Ce programme date cependant de 40 ans. Il serait inadéquat d’en transposer les résultats à notre économie actuelle. Plus récemment, la Finlande teste depuis le début de l’année 2017 le revenu universel (Geoffroy, 2017). 2000 citoyens sans emploi ont été tirés au sort pour faire partie du programme pendant deux ans et ainsi recevoir un montant de 560 euros par mois (736$). Durant ces deux années, l’État comparera le cheminement de ces sujets à celui de 2000 autres qui, eux, bénéficient des prestations sociales traditionnelles. Le projet vise notamment à simplifier le système des aides sociales et à inciter les demandeurs d’emploi à être plus entreprenants et plus ambitieux quant à leurs conditions de travail et leur prétention salariale.

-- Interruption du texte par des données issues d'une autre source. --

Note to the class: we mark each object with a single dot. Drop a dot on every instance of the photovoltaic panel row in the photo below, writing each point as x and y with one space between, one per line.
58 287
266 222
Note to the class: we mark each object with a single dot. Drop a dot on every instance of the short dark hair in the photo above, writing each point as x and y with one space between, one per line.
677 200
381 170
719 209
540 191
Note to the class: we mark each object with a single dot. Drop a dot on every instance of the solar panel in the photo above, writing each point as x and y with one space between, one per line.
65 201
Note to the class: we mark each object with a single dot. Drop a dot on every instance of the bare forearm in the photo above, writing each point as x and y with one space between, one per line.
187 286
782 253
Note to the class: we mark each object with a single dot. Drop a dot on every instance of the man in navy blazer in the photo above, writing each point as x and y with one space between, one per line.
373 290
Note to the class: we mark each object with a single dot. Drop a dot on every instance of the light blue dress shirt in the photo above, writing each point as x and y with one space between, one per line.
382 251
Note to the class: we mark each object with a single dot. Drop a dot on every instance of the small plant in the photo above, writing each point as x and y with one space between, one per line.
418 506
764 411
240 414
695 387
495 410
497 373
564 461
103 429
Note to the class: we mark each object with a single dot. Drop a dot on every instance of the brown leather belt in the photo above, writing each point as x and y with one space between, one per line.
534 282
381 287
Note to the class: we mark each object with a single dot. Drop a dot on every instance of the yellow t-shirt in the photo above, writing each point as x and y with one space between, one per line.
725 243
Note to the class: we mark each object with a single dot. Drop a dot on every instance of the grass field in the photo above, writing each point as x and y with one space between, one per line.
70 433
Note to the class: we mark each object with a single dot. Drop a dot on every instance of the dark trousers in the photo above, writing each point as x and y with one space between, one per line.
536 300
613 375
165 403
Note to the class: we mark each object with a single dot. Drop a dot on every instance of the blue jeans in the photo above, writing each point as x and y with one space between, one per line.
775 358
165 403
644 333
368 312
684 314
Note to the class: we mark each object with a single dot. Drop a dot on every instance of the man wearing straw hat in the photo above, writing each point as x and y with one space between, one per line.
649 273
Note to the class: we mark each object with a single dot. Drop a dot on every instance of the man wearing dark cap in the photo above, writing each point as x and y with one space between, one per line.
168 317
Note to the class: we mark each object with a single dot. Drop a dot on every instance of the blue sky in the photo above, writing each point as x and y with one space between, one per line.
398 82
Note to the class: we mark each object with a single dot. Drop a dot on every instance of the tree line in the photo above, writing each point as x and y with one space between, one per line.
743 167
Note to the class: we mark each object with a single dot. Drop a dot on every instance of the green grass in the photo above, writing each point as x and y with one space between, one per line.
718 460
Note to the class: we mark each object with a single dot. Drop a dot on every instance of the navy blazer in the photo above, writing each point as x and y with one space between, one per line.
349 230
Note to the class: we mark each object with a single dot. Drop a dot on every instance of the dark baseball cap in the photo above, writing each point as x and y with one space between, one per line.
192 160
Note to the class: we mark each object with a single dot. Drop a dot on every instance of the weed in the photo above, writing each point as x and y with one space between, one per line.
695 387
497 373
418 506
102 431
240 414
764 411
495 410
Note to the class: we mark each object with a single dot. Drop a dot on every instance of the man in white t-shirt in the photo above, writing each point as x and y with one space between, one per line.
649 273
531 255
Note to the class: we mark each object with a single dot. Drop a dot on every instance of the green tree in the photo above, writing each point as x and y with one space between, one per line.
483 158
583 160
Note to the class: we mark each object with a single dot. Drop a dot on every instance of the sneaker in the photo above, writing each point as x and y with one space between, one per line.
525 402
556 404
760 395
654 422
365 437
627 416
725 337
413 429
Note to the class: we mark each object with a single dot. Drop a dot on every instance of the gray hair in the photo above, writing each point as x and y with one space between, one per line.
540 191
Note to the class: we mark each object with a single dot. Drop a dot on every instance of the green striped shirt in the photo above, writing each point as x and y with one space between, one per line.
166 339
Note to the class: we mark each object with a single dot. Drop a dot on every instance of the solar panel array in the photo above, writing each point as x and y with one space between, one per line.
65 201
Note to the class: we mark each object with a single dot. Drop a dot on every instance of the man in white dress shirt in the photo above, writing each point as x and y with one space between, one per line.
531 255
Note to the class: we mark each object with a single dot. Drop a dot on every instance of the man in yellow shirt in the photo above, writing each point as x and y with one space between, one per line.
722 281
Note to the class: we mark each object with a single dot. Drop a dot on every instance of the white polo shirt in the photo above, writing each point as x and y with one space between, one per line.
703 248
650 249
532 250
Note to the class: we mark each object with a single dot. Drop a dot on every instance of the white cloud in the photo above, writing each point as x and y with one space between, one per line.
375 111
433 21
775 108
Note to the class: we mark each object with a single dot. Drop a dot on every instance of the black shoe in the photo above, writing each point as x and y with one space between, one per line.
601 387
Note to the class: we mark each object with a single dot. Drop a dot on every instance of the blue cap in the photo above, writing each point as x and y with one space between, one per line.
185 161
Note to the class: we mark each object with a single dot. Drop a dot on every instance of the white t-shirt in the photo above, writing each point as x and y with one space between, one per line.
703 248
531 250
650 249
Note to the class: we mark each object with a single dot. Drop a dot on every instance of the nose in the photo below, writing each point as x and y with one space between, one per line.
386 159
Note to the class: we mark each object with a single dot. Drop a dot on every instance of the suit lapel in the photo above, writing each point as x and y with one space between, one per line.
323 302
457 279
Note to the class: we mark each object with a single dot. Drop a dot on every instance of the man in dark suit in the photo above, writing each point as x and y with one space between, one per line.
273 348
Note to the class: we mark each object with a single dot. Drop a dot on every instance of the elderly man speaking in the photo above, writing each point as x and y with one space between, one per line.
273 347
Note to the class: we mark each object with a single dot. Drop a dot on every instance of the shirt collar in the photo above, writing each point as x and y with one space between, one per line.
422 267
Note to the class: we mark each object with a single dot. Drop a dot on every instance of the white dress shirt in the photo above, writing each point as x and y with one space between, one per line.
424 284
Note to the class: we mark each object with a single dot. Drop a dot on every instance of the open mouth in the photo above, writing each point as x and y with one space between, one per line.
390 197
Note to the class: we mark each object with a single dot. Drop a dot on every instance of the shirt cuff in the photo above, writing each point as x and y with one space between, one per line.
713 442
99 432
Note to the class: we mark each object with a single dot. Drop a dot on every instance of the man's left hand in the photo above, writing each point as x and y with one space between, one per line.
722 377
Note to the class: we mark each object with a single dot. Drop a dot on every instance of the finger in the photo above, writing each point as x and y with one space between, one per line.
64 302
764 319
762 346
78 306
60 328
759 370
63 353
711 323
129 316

Plus proche de nous, l’Ontario va tenter elle aussi l’expérience du revenu minimum garanti comme moyen de lutte contre la pauvreté et d’accès à la santé, le logement et l’emploi. Les premiers rapports arriveront donc prochainement, même si les tests ne sont pas encore portés à grande échelle. Il faut bien quelqu’un pour faire les premiers pas pour inciter les autres à suivre.

Un grand défi pour la prochaine décennie

Le principal argument de campagne de Benoît Hamon est-il assez solide en l’état pour faire du candidat socialiste un prétendant sérieux à l’Élysée ? Il semble l’être suffisamment assez pour convaincre les électeurs de la gauche. C’est par ailleurs un projet qui n’entrera pas en vigueur du jour au lendemain. Il faudra bien des étapes et des années avant que le revenu universel ne voie le jour. Advenant sa victoire aux élections, le premier quinquennat de Benoît Hamon ne sera certainement pas suffisant pour mettre en place une telle entreprise. Contrairement au gouvernement québécois qui affirmait se pencher sur le cas mais qui ne semble pas prêt à « bousculer toutes les mesures sociales mises en place depuis les années 60 » (Fragasso-Marquis, 2016), il faudra préparer le terrain et oser se mouiller un jour ou l’autre.

Le revenu universel n’est pas une promesse électorale. C’est une ambition commune de ceux qui y croient. C’est une opération au long cours. Il ne faudra pas taper sur les doigts des pionniers qui ouvriront la voie et qui essuieront les premiers écueils. Oui, le revenu universel est réalisable. Toujours est-il que 2017 n’est pas encore l’année pendant laquelle on le verra se concrétiser. On peut néanmoins se réjouir d’être une société dans laquelle telle mesure sociale est au cœur du débat.